Supplementary Dataset 1-9
Supplementary Data 1. Differentially expressed genes in CLDN6Low EpiSCs vs CLDN6High EpiSCs. Each tab shows list of genes upregulated in CLDN6Low EpiSCs and upregulated in CLDN6High EpiSCs respectively (RNAseq, DESeq2, P ≤ 0.05, fold- change ≥1.5).
Supplementary Data 2. Top enriched genes in each of the 5 clusters identified in scRNAseq via MARS-seq of in vitro differentiated APSD progenitors. DE, definitive endoderm; Anterior PS, anterior primitive streak cells; NMPs, neuromesodermal progenitors. p_val, P-value not adjusted for multiple test correction; avg_logFC, average log2 fold change; pct.1, percentage of cells where the gene is detected in the cluster; pct.2, percentage of cells where the gene is detected on average in the other clusters; p_val_adj, adjusted P-value, based on Bonferroni correction using all genes in the dataset; gene, Ensembl gene ID.
Supplementary Data 3. Top enriched genes in each of the 17 clusters identified upon integration of scRNAseq data from in vitro unsorted WT EpiSCs differentiated towards APSD progenitors and E6.5, E7.0, and E7.75 Eomes-GFP embryos sequenced via MARS-seq. EpiSCs, epiblast stem cells; DE, definitive endoderm; 6hAPS, 6 hour in vitro differentiated anterior primitive streak progenitor cells; Anterior PS, anterior primitive streak cells; NMPs, neuromesodermal progenitors. EpiSC clusters identified by scRNAseq annotated based on enrichment of epithelial-mesenchymal genes also observed in sorted CLDN6Low and CLDN6High EpiSCs via RNAseq. The remaining population was annotated as CLDN6Mid EpiSCs, not part of the sorting study. p_val, P-value not adjusted for multiple test correction; avg_logFC, average log2 fold change; pct.1, percentage of cells where the gene is detected in the cluster; pct.2, percentage of cells where the gene is detected on average in the other clusters; p_val_adj, adjusted P-value, based on Bonferroni correction using all genes in the dataset; gene, Ensembl gene ID.
Supplementary Data 4. List of 110 differentially accessible peaks (DAPs) based on ATACseq of CLDN6Low vs CLDN6High EpiSCs (False discovery rate (FDR) > 0.05). Peak location on chromosome, annotation, distance to transcription start site (TSS), and nearest promoter of genes are indicated. The nearest gene was identified as described in materials and methods.

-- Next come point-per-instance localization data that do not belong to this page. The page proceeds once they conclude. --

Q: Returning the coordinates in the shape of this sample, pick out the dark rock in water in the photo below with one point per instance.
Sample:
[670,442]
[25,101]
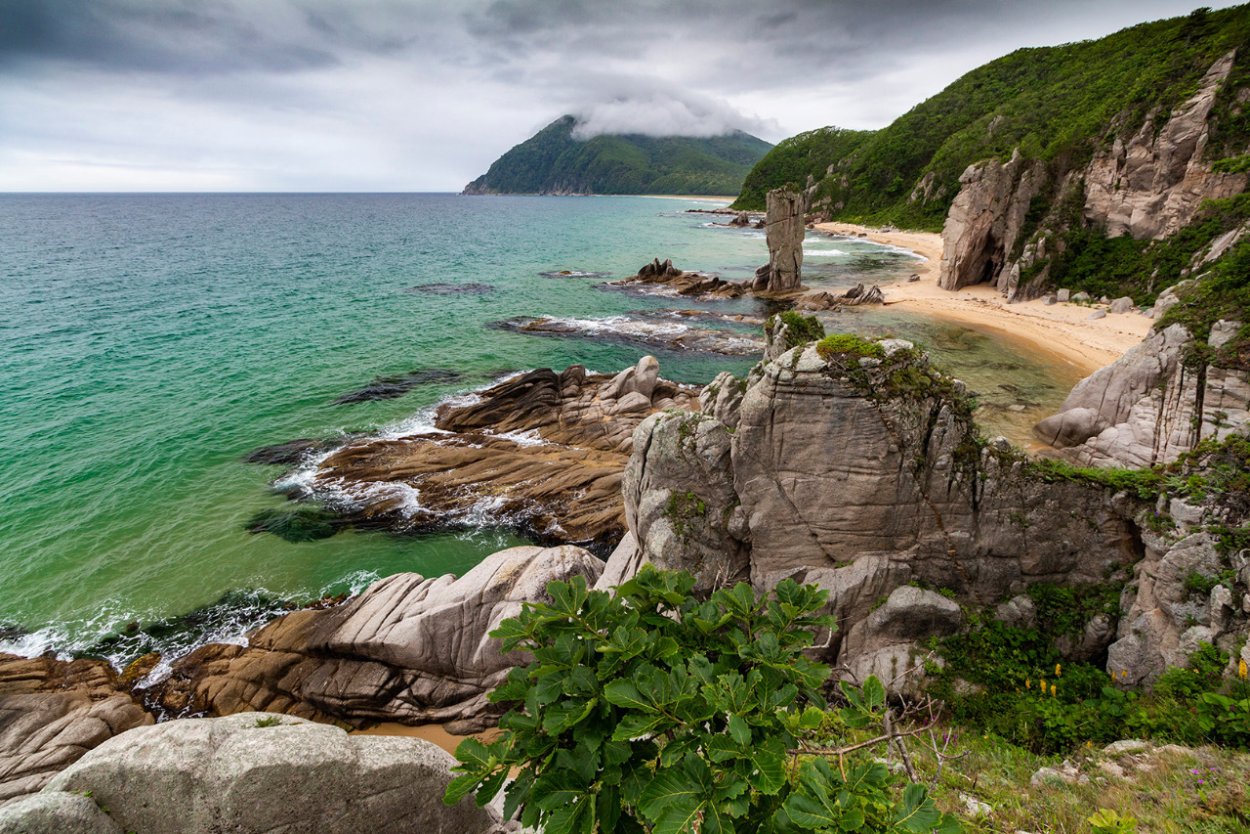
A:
[573,273]
[298,524]
[540,453]
[645,333]
[388,388]
[450,289]
[11,632]
[290,453]
[233,614]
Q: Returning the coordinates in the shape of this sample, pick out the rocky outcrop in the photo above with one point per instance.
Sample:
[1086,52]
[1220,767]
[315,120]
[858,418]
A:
[51,712]
[861,474]
[985,219]
[648,330]
[543,452]
[680,502]
[55,812]
[1151,404]
[409,649]
[1148,184]
[1153,183]
[683,283]
[253,773]
[884,643]
[785,230]
[1166,615]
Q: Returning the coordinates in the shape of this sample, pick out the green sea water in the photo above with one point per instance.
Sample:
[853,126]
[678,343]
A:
[148,343]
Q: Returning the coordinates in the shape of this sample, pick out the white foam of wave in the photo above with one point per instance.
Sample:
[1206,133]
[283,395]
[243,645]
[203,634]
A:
[620,324]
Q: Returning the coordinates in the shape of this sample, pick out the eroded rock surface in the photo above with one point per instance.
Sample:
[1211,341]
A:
[1150,405]
[409,649]
[543,452]
[253,773]
[860,475]
[51,712]
[1148,184]
[785,230]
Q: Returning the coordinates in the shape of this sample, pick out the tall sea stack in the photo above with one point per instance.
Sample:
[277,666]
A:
[785,233]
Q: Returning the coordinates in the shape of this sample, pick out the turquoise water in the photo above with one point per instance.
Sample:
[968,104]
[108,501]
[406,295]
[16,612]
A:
[149,341]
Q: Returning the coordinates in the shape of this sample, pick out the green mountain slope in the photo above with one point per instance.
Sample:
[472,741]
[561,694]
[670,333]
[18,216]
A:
[1054,104]
[553,161]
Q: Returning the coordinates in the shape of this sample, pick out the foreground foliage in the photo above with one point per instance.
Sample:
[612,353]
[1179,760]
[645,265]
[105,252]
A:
[651,710]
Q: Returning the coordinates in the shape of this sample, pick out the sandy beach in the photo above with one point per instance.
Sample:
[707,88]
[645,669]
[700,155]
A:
[1063,331]
[429,732]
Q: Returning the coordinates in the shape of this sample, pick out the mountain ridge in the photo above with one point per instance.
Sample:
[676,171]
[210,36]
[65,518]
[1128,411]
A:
[555,161]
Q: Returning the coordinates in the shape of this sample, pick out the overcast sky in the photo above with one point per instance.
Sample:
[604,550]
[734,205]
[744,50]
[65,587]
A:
[415,95]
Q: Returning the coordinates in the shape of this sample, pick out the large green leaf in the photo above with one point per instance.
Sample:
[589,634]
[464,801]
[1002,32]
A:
[916,812]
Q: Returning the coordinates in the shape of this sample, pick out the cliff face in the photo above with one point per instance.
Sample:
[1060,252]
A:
[1149,186]
[861,475]
[1151,405]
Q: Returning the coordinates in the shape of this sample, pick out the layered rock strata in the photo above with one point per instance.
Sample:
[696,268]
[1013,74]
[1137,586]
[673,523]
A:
[410,649]
[785,229]
[251,773]
[860,474]
[543,452]
[1148,184]
[51,712]
[1151,405]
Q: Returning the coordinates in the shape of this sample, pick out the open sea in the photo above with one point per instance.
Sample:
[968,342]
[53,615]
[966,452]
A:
[148,343]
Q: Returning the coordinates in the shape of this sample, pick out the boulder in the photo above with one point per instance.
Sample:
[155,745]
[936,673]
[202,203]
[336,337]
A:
[51,712]
[254,773]
[1150,405]
[55,812]
[409,649]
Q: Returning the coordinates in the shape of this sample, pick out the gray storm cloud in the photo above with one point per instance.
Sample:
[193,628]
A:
[664,113]
[424,94]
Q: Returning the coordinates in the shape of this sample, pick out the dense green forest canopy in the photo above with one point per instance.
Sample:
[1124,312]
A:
[1056,104]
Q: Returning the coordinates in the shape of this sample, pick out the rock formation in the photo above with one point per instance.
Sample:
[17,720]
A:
[251,773]
[1151,404]
[785,230]
[1148,185]
[51,712]
[409,649]
[543,452]
[860,473]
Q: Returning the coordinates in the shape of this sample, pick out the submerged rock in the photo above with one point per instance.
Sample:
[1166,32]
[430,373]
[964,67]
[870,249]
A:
[645,333]
[541,452]
[255,773]
[683,283]
[388,388]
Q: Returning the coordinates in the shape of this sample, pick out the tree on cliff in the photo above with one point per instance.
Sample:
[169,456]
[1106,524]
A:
[653,710]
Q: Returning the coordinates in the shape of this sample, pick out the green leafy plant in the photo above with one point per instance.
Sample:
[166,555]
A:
[650,710]
[1111,822]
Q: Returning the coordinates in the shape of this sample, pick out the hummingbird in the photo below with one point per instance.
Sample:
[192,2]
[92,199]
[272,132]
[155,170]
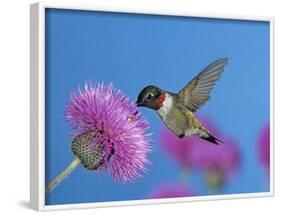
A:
[177,110]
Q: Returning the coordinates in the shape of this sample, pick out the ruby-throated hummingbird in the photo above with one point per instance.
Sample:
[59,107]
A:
[176,109]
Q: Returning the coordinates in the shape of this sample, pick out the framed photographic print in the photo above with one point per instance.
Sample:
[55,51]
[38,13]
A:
[140,106]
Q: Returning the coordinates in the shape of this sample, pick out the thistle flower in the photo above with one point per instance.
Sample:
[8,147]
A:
[264,147]
[171,190]
[108,133]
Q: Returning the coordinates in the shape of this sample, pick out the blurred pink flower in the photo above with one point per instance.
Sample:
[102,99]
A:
[193,152]
[264,146]
[171,190]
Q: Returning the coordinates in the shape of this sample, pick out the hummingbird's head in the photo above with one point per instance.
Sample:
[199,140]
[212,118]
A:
[151,97]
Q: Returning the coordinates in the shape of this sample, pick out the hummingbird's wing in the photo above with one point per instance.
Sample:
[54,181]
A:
[197,91]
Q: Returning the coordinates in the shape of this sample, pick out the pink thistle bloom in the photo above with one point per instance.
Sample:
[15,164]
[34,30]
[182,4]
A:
[264,146]
[111,122]
[171,190]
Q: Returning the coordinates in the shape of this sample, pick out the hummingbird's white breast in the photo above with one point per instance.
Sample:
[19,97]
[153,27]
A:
[166,107]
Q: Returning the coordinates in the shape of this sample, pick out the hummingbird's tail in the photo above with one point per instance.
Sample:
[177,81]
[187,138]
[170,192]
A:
[210,138]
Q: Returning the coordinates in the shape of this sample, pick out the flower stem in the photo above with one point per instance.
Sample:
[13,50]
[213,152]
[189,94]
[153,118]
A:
[63,175]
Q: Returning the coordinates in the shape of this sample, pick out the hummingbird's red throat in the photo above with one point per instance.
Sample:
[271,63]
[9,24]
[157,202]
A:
[159,102]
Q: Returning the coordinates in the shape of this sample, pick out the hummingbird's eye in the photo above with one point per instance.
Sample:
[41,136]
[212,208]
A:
[148,97]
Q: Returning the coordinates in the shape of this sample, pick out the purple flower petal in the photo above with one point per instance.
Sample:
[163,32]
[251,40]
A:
[122,130]
[194,152]
[264,146]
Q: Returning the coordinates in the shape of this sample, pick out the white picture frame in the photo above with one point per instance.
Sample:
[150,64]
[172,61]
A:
[37,110]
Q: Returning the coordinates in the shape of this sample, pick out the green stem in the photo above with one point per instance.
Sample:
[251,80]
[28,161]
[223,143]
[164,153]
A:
[63,175]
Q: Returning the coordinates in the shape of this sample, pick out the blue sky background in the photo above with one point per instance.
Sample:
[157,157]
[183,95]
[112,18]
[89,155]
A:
[133,51]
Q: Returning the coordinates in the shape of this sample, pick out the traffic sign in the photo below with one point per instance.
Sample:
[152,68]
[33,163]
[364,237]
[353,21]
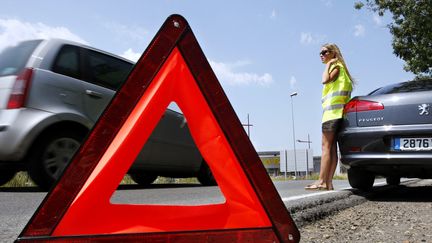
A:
[172,69]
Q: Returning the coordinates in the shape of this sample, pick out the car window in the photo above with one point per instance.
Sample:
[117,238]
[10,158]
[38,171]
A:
[106,70]
[67,62]
[412,86]
[14,58]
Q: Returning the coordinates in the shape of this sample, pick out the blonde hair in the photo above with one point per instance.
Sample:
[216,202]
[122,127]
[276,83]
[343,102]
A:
[333,48]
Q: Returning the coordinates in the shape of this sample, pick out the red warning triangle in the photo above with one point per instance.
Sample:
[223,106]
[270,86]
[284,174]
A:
[172,69]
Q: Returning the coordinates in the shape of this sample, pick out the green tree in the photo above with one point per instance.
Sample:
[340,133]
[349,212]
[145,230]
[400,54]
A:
[411,29]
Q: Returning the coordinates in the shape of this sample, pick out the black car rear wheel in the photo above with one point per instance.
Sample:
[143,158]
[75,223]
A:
[143,178]
[205,176]
[360,179]
[393,180]
[6,175]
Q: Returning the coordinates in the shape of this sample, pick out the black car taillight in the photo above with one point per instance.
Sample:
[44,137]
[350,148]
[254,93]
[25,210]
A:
[19,92]
[362,105]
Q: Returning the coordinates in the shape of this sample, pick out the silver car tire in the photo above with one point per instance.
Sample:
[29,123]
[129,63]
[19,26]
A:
[51,155]
[393,180]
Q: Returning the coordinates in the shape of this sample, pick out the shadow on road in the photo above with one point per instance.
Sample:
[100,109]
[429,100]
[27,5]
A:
[410,191]
[21,189]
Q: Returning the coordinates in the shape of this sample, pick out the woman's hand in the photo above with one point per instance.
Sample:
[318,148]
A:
[333,61]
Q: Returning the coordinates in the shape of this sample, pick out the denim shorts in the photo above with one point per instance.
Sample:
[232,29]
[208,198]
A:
[332,125]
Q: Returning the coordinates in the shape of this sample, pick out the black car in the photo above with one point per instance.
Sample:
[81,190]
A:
[388,133]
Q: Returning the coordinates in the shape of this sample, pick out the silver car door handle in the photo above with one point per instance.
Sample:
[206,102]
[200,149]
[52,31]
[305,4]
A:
[93,93]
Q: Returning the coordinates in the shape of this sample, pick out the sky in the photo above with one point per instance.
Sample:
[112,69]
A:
[261,51]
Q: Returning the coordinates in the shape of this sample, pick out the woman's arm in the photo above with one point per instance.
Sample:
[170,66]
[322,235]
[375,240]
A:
[328,76]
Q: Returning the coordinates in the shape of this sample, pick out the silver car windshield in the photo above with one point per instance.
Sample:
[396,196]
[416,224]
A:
[14,58]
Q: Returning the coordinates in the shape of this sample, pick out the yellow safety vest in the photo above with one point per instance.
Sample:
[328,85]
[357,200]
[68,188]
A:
[336,94]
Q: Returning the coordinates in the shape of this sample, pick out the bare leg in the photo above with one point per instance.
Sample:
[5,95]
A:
[334,161]
[328,159]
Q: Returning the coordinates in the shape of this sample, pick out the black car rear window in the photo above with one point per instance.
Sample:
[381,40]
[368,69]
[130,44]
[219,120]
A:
[411,86]
[14,58]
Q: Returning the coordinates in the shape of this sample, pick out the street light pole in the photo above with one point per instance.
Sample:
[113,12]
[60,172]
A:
[292,110]
[307,154]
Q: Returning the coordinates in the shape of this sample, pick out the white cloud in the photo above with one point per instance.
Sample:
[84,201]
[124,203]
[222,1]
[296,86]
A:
[377,19]
[293,82]
[273,14]
[359,30]
[134,33]
[226,74]
[307,38]
[224,71]
[131,55]
[327,3]
[14,30]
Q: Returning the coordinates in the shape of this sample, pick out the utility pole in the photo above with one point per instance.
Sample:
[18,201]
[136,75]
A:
[307,153]
[292,110]
[248,125]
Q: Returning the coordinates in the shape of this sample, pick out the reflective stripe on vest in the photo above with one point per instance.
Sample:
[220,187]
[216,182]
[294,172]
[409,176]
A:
[333,107]
[337,93]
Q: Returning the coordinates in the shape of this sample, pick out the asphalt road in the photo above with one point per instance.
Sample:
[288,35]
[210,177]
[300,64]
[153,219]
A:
[17,205]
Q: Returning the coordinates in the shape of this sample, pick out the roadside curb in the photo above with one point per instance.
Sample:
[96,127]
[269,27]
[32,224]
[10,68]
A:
[310,209]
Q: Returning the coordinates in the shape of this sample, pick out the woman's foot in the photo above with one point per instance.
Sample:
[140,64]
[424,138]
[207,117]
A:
[315,186]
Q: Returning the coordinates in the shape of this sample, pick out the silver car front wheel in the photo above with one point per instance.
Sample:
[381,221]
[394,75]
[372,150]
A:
[51,154]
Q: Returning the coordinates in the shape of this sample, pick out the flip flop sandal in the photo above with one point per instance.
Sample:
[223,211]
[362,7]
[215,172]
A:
[313,187]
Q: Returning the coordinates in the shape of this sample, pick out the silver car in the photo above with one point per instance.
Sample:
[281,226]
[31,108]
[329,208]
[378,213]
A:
[53,91]
[388,133]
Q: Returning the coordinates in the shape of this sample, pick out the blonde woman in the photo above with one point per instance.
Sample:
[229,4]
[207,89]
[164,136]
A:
[337,87]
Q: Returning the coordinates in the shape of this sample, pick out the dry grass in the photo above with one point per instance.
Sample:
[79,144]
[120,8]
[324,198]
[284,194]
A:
[23,180]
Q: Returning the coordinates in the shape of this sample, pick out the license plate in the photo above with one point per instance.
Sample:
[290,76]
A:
[413,144]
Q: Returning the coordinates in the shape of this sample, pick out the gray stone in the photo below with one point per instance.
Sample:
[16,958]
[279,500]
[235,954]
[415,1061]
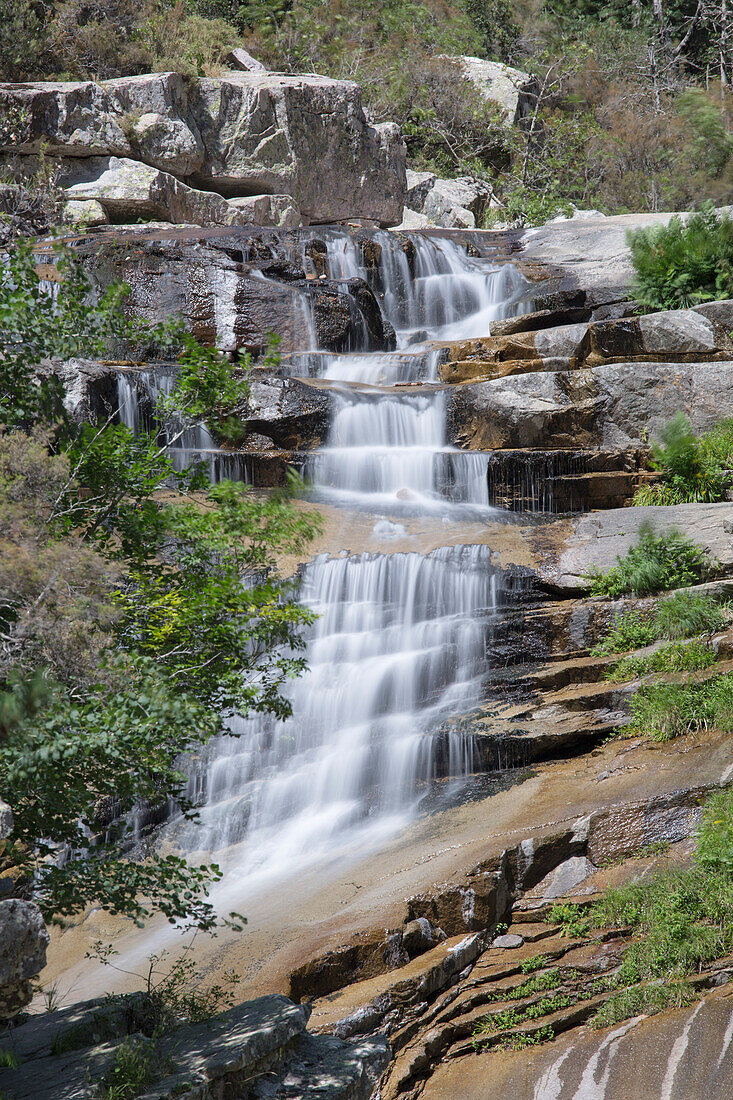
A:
[299,135]
[419,185]
[240,1041]
[512,89]
[128,190]
[510,941]
[719,312]
[165,143]
[590,253]
[614,405]
[677,331]
[243,133]
[457,204]
[76,119]
[23,942]
[325,1067]
[277,210]
[564,878]
[599,538]
[413,219]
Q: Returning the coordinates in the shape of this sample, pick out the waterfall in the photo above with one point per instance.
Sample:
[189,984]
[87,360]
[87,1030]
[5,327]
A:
[400,641]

Supplementary Data 5. List of differentially methylated regions associated to genes (DMGs) in CLDN6High vs CLDN6Low EpiSCs and APS. Each tab shows DMGs between two different cell types (based on CLDN6 levels or cell states).
Supplementary Data 6. Differentially expressed genes in WT vs Pbx1-KO EpiSCs. Each tab shows list of genes upregulated in Pbx1-KO EpiSCs and upregulated in WT EpiSCs respectively (RNAseq, DESeq2, P ≤ 0.05, fold-change ≥1.5).
Supplementary Data 7. List of 576 differentially accessible peaks (DAPs) based on ATACseq of WT vs Pbx1-KO EpiSCs (False discovery rate (FDR) > 0.05). Peak location on chromosome, annotation, distance to transcription start site (TSS), and nearest promoter of genes are indicated. The nearest gene was identified as described in materials and methods.
Supplementary Data 8. List of differentially methylated regions associated to genes (DMGs) in WT vs Pbx1-KO EpiSCs based on Whole Genome Bisulfite Sequencing.
Supplementary Data 9. Protein-protein interaction analyses using STRING database. STRING output on a list of known ERK signalling components, ETS and JUN/FOS proteins, de novo DNA methylation and demethylation enzymes; showing known and predicted interactions, gene ontology functional enrichment, and MCL clusters based on default inflation parameters.